Words aren’t just things that we write and use in our speech. They are also things we think about individually. Like sex, weed, swag — when they’re not in a sentence, we can also think about them individually. Everyword raises that question of thinking about a word just from that perspective, as a social object.

On the other hand, because @everyword is inside an individual person’s Twitter stream, the words take on the context of whatever else is in the stream at the time. There’s the possibility of weird serendipitous interactions between a word in your stream and some other tweets. The word “super” might be tweeted, and then you read a tweet about a school superintendent or Superman movie.

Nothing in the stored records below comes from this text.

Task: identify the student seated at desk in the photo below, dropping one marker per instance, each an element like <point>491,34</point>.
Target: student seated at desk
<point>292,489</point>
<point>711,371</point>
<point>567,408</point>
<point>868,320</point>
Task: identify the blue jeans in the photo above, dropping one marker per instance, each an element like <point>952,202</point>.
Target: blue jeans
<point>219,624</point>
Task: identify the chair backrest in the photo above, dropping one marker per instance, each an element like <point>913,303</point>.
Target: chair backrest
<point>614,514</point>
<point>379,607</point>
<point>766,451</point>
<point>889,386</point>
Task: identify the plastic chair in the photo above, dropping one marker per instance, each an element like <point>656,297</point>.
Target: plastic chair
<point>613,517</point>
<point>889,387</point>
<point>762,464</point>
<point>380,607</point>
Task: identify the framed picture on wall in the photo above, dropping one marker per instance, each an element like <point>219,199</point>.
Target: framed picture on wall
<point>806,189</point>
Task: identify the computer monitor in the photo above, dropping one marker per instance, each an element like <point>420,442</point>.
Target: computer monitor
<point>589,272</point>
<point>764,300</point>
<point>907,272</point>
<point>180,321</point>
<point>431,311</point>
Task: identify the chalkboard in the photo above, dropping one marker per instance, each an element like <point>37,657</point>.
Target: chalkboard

This is the sort peculiar, incalculable beauty that I love about Twitter: the vibrant energy produced when uncontrollably random clusters of words are struck against one another.

Sometimes they produce a message greater than the sum of its parts. Far more often, it’s nonsense straight through. But the end result isn’t as important as the fact that more and more people are participating in the overall experiment.

It’s sad that Everyword won’t be one of the bots dipping into this crazy stream anymore. But I’m sure there will be something just as quirky soon enough.